The how to that: he’s a pull-up jumper machine (57.1 percent on 56 two-point jumpers this season), and a solid finisher at the rim (64.7 percent).
The trick has been getting him to hoist fewer threes in favor of attacking off the dribble.
“He’s been attacking the elbows, getting to the lane, getting to the basket, made two big free throws. He’s moving hard, and again, you can’t be defined by your shot. He got looks from three, made one, missed a couple. But I like how he’s improving his game, too,” UVA coach Tony Bennett said after his team’s 54-52 win over Virginia Tech on Wednesday.
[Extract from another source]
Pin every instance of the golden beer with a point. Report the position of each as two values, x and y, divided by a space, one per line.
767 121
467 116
Franklin had 15 points on 5-of-11 shooting in 31 minutes in the win – breaking it down, he was 3-of-6 on two-point jumpers, 1-of-1 at the rim, and 1-of-4 from three.
“If you say. ‘Well, let’s look at his three-point percentage.’ Forget that! You can’t,” Bennett said. “Just play the next game, take your shots. He’s impacting the game offensively well, and he’s trying his guts out defensively.”
Synergy Sports data rates Franklin as “excellent” on the defensive end, allowing opponents .663 points per possession, limiting them to 30.5 percent shooting, both second among Virginia rotation players.
Reece Beekman, the ACC’s leader in steals, is first in both categories, but not by much – his opponents score .654 points per possession, on 29.7 percent shooting.
To that point: Franklin spent most of the night on the defensive end matched up with Hokies guard Naheim Alleyne, and he held Alleyne to six points on 2-of-5 shooting in 33 minutes.
“I try not to be a one-dimensional type of player. I try to do different things on the court,” Franklin said after the win over Tech. “If the shot is not falling, then it’s just playing defense and getting into your mid-range, getting to the rim, things like that. Just having them not be able to key in on one thing about you is good. I think my mid-range is pretty solid, and being able to get those and get my confidence going for some threes down the line.”